The Moody's report, on 11 February, highlighted the lack of future debt trajectory in the budget statement despite the country having a huge debt burden, much higher than its same-rated peers.
The new Sri Lankan government revised the previous government's budget for 2015 on 29 January with lower fiscal deficit target and higher public expenditure.
The new President Maithripala Sirisena's fiscal deficit target is 4.5% compared to former President Mahinda Rajapaksa's 4.6%. Expenditures will increase 10.4% year-on-year in 2015 led by higher spending on healthcare, education, public sector salaries and pensions.
Moody's said the new target could be at risk given the current trend of revenues. "Although revenues have been declining as a percentage of GDP since 2006 -- with the exception of a slight increase in 2011 -- the budget assumes they will rise 14.1% year-on-year, and will be 14.3% of GDP in 2015, from 14.4% of GDP estimated in 2014."
A reduction in fuel prices, and lower taxes on essential food items will further add to the fiscal deficit, Moody's said.
The rating agency also highlighted the downside risks to future investment stemming from higher taxes. "Budget proposals also impose additional levies on the Sri Lankan casino industry. These increases in taxes could deter future investment," it said.

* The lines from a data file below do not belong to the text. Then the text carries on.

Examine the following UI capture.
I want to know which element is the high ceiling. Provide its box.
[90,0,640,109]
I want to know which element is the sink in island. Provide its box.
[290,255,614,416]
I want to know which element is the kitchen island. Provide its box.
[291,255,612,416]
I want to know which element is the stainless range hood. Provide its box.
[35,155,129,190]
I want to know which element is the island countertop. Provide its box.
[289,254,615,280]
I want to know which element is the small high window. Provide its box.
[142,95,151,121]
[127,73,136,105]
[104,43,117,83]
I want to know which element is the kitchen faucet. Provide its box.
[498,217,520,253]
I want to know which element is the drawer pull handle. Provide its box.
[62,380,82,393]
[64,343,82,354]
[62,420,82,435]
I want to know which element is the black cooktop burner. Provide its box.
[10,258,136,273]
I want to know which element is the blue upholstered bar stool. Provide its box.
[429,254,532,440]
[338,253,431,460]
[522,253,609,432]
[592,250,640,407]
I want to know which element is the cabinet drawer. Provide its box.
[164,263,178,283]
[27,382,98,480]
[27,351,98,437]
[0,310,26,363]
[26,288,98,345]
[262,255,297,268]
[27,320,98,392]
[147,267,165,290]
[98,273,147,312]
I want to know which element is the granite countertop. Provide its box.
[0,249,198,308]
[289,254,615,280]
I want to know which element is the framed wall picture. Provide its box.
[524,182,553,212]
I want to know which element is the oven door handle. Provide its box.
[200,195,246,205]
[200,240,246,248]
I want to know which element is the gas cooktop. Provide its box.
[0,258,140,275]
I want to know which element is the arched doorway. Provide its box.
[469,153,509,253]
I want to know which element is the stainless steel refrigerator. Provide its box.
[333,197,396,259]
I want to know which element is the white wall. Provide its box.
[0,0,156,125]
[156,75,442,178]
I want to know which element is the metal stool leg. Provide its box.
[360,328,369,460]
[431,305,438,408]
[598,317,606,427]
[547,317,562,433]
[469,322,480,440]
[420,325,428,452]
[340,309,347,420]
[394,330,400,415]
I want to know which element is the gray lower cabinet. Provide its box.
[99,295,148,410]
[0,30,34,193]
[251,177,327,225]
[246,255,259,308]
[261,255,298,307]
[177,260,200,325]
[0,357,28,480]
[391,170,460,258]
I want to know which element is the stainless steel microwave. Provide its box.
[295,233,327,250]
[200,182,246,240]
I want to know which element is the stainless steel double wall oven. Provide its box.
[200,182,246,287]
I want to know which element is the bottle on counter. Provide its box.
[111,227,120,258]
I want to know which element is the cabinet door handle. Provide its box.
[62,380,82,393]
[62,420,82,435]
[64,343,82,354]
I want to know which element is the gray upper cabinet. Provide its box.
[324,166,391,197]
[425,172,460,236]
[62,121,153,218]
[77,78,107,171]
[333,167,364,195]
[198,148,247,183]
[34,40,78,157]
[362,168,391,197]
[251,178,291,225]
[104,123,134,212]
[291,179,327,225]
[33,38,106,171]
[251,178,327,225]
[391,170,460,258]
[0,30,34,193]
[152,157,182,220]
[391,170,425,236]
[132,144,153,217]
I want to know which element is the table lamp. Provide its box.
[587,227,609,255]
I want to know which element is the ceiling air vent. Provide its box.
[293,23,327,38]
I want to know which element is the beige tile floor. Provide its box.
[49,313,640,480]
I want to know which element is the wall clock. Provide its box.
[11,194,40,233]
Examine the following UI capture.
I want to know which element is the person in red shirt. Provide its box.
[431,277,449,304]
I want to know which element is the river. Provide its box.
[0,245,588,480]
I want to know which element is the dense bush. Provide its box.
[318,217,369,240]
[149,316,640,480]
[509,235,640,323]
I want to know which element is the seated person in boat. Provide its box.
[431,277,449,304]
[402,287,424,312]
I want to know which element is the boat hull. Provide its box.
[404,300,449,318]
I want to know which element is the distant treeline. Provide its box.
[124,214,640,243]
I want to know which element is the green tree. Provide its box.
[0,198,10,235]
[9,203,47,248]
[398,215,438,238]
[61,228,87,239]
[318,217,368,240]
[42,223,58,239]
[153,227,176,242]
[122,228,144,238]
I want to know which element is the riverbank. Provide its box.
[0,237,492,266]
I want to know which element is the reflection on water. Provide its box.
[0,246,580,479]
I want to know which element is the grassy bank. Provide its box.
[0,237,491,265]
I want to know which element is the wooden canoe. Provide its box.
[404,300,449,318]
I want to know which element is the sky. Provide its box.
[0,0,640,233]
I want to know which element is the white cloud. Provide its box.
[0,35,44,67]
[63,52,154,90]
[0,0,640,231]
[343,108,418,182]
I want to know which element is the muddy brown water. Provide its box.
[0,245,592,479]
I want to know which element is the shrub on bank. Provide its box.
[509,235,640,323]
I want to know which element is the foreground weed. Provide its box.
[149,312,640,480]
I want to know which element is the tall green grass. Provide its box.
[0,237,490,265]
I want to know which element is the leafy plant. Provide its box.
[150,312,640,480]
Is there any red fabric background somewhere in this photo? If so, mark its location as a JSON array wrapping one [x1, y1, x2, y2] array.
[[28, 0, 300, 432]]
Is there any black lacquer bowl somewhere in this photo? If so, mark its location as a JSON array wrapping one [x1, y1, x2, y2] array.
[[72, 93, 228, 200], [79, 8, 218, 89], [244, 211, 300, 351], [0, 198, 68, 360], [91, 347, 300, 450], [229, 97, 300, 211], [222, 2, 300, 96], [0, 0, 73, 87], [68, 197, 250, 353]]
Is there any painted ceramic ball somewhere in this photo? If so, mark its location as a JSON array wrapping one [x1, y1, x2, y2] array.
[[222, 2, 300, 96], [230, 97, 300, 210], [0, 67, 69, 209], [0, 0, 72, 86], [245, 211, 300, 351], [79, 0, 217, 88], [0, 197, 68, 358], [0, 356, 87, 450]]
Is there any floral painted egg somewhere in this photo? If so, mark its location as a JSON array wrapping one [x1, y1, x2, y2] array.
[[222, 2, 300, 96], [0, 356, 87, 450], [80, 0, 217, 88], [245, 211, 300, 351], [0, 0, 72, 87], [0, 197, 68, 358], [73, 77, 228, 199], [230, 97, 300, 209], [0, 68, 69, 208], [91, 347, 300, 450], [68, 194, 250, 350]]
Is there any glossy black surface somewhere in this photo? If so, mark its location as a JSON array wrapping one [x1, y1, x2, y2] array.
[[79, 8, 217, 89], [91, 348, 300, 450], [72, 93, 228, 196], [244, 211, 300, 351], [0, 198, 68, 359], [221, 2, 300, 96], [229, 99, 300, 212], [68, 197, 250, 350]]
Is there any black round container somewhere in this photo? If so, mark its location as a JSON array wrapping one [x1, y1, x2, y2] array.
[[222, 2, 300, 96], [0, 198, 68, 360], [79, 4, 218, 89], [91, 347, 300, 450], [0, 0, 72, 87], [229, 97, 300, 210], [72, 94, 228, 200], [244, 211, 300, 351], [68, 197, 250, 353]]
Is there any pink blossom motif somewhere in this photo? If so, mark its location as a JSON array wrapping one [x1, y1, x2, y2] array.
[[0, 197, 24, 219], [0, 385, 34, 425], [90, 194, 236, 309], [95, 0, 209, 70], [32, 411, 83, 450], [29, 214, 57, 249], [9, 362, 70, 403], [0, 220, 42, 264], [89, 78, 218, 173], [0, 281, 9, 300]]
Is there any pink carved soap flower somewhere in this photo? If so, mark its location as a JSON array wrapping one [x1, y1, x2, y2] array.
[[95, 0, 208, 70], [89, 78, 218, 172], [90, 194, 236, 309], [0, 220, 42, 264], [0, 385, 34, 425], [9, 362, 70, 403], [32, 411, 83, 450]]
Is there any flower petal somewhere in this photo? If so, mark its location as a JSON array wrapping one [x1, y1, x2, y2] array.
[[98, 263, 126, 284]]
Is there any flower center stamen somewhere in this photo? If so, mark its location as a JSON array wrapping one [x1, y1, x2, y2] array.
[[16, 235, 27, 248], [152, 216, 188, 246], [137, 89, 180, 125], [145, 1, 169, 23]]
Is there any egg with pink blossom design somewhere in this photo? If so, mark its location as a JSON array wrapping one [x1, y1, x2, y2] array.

Revenue targets are contingent on a 25% 'Super Gain Tax' on corporations or individuals earning above LKR2000mn ($14.8mn), which is expected to generate LKR50bn ($370mn), or two-thirds of total collections, Moody's noted.
Given that public sector employees make up 15% of the work force, the 47% increase in nominal wages will boost consumption, thus supporting growth, but the evolution of the country's debt trajectory remains uncertain, Moody's said.
"In 2014, Sri Lanka's debt burden stood at 74.4% of GDP, marking a reduction from 78.3% the previous year, but still significantly above the median of 44.8% estimated for B-rated sovereigns. It is a key constraint on Sri Lanka's credit rating."
"The budget statement outlines contingent liabilities stemming from government-guaranteed debt, which would add 14.5% to the debt/GDP ratio. However, it is silent on the future debt trajectory, which was originally projected to moderate to 63% by 2017."